The bill expands and strengthens employer tax incentives to hire disadvantaged workers—making it cheaper for employers and boosting job opportunities for targeted groups—while increasing federal tax expenditures and adding administrative complexity that could raise costs and create transition-era distortions.
Small businesses and other employers will receive larger WOTC tax credits and an extended program through 2030 with cost-of-living indexing, lowering their net hiring costs and preserving the credit's value over time.
Low-income SNAP recipients (age 40+), military spouses, and other targeted disadvantaged workers will become newly eligible or more likely to be hired because employers can claim credits for these groups, increasing employment opportunities and income for those populations.
Employers and small businesses in critical sectors (manufacturing, infrastructure, energy, health care, construction) get federal outreach and support to recruit from underrepresented groups, helping fill high-demand jobs with qualified candidates.
Taxpayers will bear larger federal revenue losses because expanding and enlarging WOTC benefits increases projected tax expenditures, which could raise deficits or crowd out other spending unless offsets are provided.
Small businesses, employers, and the IRS will face increased administrative and compliance burdens (new rules, indexing, hire-date tracking, required certifications), raising paperwork, costs, and potential for errors or disputes when claiming the credit.

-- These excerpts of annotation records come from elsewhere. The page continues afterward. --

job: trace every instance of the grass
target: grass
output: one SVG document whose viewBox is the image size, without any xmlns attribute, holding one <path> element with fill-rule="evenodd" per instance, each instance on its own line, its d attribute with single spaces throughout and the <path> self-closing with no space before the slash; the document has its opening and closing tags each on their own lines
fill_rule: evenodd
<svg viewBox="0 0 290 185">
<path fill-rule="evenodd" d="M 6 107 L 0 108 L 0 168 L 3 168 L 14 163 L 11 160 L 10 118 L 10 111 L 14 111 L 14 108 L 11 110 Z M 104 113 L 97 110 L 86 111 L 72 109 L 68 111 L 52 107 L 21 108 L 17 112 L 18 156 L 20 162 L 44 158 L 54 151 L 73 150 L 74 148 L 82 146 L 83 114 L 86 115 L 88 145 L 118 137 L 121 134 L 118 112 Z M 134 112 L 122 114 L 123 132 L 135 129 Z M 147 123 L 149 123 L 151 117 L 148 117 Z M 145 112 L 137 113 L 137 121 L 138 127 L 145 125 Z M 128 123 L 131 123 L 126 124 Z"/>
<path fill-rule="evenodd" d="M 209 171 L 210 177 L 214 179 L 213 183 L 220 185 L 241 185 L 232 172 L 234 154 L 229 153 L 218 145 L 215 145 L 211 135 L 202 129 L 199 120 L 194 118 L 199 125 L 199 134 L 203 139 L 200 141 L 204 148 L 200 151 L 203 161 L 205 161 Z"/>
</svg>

Employers and jobseekers may face uneven incentives and timing distortions because some expansions apply only to hires after specific cutoff dates, potentially causing hiring delays or uncertainty around the transition.

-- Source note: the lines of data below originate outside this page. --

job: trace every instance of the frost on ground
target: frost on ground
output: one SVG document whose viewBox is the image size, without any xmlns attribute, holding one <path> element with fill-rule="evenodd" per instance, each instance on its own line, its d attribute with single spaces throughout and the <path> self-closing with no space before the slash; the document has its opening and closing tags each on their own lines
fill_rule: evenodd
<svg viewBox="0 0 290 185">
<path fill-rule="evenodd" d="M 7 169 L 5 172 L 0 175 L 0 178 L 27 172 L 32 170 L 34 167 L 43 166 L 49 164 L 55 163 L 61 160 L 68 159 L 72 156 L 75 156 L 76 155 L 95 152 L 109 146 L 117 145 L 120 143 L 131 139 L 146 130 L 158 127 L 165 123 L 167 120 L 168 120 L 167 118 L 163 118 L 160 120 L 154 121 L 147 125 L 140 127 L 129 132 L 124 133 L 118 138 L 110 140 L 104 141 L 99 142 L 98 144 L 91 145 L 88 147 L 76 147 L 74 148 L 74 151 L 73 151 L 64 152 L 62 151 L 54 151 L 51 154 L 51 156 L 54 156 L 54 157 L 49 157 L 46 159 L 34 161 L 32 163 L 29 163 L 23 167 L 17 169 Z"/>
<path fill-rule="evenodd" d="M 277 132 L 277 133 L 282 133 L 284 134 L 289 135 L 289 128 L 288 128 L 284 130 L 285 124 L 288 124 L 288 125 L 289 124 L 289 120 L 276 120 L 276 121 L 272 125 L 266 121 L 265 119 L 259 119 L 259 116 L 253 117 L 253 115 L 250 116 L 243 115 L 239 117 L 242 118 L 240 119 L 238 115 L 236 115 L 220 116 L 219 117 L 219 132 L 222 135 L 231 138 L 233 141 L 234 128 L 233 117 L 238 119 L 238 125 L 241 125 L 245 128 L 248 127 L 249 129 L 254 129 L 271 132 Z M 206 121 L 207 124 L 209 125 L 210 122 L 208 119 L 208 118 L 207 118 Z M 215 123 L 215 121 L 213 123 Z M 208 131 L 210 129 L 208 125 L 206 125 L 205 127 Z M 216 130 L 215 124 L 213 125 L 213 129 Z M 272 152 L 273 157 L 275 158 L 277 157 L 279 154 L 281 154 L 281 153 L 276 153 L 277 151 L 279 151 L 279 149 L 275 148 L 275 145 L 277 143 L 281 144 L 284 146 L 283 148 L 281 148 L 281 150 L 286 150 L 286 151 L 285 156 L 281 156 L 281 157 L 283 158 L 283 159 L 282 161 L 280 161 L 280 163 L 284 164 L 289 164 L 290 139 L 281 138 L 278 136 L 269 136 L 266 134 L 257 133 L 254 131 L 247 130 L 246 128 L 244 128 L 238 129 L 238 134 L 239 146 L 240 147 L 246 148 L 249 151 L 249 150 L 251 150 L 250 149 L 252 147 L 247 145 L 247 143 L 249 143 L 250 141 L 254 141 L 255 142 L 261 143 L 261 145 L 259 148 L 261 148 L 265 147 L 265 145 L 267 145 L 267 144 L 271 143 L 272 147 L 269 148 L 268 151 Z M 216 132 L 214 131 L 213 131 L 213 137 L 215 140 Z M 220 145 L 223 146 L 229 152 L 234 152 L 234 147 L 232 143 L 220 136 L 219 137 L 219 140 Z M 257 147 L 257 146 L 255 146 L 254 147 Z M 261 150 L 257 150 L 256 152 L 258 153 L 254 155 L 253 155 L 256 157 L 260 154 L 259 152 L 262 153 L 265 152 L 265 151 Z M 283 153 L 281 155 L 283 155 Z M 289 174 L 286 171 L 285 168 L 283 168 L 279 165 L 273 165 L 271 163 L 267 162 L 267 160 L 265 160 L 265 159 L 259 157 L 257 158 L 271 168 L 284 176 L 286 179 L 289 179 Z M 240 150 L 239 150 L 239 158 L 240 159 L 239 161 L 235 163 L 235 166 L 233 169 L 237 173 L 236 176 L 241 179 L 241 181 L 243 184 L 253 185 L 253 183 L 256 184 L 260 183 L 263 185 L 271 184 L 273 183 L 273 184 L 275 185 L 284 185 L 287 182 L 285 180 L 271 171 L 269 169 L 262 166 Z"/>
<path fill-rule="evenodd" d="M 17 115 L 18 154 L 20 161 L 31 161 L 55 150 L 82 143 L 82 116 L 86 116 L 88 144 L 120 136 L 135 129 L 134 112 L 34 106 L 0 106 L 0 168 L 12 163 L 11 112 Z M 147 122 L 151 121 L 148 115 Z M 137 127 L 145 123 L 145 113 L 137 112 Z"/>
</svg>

Based on analysis of 5 sections of legislative text.
Extends WOTC to 2030, raises first‑year wage credit rates and bases, indexes thresholds, adds military spouses, and removes an age cap for some SNAP recipients.
Introduced November 20, 2025 by Lloyd K. Smucker · Last progress November 20, 2025
Extends and strengthens the Work Opportunity Tax Credit (WOTC) through 2030, raises the first-year wage credit rates and dollar limits, and adds cost-of-living indexing for certain thresholds. It also expands eligible groups by removing an age cap for certain SNAP recipients and adding "qualified military spouse," adjusts veteran and summer-youth credit formulas, and directs federal agencies to promote hiring of WOTC-targeted groups in key industries.